Complete the implementation of comp below per the description and the doctests:
(define (comp item-call-expr item items)
`(begin (define (comp-helper old-lst)
(if (null? old-lst)
nil
(begin (define ,item _____(a)_____)
(cons _____(b)_____ (comp-helper _____(c)_____))))))
(comp-helper _____(d)_____)))
; (expect (eval (comp '(+ x 3) 'x '(list 1 2 3))) (4 5 6))
; (expect (eval (comp '(* y 2) 'y '(list 1 2 3))) (2 4 6))
Answers
Bind item (the loop variable symbol, e.g. x) to the head of the current list via (car old-lst). The ,item in (define ,item ...) unquotes the symbol so it becomes the actual variable name in the generated code.

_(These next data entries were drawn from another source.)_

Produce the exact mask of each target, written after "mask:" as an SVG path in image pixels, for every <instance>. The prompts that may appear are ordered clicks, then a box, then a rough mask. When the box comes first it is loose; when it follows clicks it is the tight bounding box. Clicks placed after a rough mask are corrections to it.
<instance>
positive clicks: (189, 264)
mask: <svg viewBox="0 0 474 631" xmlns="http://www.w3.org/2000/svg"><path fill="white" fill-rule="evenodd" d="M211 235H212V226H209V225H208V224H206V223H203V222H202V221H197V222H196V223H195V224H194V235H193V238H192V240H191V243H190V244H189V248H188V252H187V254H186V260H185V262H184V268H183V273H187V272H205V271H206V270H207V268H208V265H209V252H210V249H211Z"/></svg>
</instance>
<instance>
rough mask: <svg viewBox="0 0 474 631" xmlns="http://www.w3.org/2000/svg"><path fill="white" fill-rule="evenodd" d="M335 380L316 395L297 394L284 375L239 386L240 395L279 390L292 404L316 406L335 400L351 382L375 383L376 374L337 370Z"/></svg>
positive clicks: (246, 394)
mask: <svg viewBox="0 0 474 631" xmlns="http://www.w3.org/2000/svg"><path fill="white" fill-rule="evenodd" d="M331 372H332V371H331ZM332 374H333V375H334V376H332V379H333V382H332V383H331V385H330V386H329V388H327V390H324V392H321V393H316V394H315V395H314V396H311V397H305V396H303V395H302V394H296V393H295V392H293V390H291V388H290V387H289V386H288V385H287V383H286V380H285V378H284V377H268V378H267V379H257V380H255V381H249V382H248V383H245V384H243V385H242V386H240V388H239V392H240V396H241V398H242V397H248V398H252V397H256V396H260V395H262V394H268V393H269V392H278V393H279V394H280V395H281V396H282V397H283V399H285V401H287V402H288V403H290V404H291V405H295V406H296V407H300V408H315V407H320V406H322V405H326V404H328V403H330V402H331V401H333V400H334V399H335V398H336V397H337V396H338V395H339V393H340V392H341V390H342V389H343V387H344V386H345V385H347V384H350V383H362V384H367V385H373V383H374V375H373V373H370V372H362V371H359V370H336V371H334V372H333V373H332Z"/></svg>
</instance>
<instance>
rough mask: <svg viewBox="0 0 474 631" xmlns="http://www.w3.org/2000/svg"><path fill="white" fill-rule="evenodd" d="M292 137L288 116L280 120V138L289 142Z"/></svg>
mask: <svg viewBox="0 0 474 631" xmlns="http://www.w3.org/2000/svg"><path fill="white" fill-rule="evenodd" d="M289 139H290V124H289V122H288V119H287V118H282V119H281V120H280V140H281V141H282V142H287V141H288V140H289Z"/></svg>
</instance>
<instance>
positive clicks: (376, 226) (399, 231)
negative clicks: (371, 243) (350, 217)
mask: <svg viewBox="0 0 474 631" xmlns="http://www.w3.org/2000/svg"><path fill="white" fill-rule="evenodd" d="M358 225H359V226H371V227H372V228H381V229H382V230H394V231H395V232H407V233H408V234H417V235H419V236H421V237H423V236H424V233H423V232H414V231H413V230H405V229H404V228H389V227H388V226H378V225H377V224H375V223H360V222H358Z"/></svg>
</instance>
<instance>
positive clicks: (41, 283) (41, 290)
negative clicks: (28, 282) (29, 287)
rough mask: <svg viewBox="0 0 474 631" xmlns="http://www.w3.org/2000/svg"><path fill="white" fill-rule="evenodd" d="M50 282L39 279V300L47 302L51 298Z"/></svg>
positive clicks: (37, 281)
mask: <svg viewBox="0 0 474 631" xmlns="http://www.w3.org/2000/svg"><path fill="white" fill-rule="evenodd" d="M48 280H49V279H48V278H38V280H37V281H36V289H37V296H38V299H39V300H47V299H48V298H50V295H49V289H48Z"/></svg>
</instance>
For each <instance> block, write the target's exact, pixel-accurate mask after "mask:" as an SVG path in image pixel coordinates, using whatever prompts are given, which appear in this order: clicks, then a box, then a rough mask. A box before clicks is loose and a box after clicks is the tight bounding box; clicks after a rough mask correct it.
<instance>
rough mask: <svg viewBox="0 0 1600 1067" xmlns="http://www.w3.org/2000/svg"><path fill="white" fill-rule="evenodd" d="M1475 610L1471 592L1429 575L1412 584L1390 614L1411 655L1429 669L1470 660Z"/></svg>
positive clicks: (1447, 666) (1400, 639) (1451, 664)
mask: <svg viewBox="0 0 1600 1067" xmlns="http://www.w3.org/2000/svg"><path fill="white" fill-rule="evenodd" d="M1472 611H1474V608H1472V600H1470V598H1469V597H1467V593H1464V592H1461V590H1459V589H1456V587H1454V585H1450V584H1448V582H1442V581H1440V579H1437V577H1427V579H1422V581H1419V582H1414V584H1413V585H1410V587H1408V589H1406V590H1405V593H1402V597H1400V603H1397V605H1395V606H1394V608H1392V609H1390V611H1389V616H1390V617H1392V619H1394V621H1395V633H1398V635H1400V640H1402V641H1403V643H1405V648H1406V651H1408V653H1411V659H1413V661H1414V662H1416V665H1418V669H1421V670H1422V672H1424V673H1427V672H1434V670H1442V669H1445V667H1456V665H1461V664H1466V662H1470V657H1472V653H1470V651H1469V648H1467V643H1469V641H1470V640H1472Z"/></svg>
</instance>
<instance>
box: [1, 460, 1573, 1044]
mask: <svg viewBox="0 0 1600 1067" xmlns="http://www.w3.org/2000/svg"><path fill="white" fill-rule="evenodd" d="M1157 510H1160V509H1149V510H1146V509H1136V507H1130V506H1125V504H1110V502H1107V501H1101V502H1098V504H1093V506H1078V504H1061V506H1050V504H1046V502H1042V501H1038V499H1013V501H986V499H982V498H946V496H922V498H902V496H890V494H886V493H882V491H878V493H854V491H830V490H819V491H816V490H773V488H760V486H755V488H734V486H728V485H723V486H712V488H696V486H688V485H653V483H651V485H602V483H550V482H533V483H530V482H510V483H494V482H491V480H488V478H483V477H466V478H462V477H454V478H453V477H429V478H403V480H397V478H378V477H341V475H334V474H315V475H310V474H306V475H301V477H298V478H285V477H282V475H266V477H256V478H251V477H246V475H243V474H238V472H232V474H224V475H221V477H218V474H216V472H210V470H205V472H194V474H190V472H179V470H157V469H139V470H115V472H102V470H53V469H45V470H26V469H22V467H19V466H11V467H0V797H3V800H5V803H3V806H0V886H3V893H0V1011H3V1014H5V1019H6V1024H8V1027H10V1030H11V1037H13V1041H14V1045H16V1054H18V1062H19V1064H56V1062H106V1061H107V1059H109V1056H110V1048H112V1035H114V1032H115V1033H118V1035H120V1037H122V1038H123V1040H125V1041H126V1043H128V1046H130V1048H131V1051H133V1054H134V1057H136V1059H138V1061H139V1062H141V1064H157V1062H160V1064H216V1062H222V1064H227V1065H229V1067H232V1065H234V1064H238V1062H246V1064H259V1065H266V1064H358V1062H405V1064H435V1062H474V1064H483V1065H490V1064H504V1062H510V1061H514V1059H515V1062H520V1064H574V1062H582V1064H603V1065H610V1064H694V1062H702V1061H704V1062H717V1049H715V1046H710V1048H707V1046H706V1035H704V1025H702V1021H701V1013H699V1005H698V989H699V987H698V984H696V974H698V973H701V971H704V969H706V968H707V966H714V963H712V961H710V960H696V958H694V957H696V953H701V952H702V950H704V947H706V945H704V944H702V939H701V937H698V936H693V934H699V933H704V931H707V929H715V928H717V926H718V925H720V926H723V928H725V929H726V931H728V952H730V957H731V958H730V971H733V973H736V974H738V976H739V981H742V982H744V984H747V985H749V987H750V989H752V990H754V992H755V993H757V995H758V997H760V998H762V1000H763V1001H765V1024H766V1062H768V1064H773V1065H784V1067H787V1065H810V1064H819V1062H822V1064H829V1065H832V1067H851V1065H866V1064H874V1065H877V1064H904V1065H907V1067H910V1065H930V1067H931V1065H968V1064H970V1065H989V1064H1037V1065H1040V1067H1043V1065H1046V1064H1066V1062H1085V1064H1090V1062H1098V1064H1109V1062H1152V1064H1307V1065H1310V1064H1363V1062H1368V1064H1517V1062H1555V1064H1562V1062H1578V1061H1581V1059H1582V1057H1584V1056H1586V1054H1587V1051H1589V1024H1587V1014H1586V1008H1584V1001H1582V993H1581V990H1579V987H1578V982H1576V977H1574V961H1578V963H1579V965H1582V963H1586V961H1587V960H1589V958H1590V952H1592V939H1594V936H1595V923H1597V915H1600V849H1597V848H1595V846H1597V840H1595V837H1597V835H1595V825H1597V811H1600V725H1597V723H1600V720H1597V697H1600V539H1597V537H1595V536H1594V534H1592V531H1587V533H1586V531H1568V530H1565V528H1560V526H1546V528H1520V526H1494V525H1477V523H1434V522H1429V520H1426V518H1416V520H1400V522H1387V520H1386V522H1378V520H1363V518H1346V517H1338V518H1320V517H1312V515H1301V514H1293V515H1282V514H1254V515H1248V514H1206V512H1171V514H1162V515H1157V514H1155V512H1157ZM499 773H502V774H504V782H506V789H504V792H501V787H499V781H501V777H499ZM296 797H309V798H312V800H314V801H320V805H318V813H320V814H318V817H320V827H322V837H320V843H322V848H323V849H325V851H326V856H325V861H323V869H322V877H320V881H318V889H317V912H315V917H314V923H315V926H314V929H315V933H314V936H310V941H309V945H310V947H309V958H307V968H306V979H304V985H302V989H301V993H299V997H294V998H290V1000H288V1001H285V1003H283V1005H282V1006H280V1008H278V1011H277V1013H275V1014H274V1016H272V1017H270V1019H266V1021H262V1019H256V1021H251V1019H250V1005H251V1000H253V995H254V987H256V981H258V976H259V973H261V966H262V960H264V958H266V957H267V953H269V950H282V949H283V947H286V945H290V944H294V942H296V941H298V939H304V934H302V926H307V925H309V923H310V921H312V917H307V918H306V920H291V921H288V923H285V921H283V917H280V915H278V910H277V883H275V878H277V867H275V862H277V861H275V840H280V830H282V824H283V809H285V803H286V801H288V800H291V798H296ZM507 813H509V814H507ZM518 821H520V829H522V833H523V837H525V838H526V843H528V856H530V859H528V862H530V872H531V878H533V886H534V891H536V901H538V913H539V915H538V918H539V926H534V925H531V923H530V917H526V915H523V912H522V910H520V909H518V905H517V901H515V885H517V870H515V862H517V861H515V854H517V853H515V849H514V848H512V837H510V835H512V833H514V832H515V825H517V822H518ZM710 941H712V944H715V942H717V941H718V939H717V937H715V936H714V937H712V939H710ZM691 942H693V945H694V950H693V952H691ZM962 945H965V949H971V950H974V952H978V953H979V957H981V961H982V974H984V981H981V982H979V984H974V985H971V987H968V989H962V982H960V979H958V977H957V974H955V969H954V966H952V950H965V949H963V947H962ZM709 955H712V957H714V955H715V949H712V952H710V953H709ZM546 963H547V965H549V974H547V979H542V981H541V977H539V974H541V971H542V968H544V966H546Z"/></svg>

This is the value to place at the head of the output list — the result of applying the caller's expression (e.g. (+ x 3)) to the current item. It must be unquoted (,) so the actual expression is spliced in, not the symbol item-call-expr.
| Candidate | Why wrong |
|---|---|
item | Just the raw value (no transformation applied) — gives the original list back. |
,item | The current element's value — also wrong, same issue. |
item-call-expr | Not unquoted — becomes a literal symbol in the generated code. |
Recurse on the tail of the list. Standard list recursion: process car, recurse on cdr.
Kick off the recursion by calling comp-helper with the full input list. Must be unquoted (,items) so the actual list value is inserted into the generated expression — not the symbol items.
Both (b) and (d) require a comma. The pattern: anything that should be a runtime value in the generated code needs ,. Blanks (a) and (c) are inside a define and a function call respectively — they are evaluated at runtime normally, so no extra comma is needed there.
Complete solution
(define (comp item-call-expr item items)
`(begin (define (comp-helper old-lst)
(if (null? old-lst)
nil
(begin (define ,item (car old-lst))
(cons ,item-call-expr (comp-helper (cdr old-lst))))))
(comp-helper ,items)))
How the generated expression works
When you call (comp '(+ x 3) 'x '(list 1 2 3)), comp does not compute the result — it builds and returns this Scheme expression:
(begin
(define (comp-helper old-lst)
(if (null? old-lst)
nil
(begin
(define x (car old-lst)) ; bind x to current head
(cons (+ x 3) ; apply (+ x 3)
(comp-helper (cdr old-lst))))))
(comp-helper (list 1 2 3)))
This question is exactly the quasiquote-in-macros pattern from section 06 above. The backtick builds a code template; ,item, ,item-call-expr, and ,items are the "holes" where caller-supplied values get spliced in. Every blank that needs to insert a runtime value into the generated code requires a ,.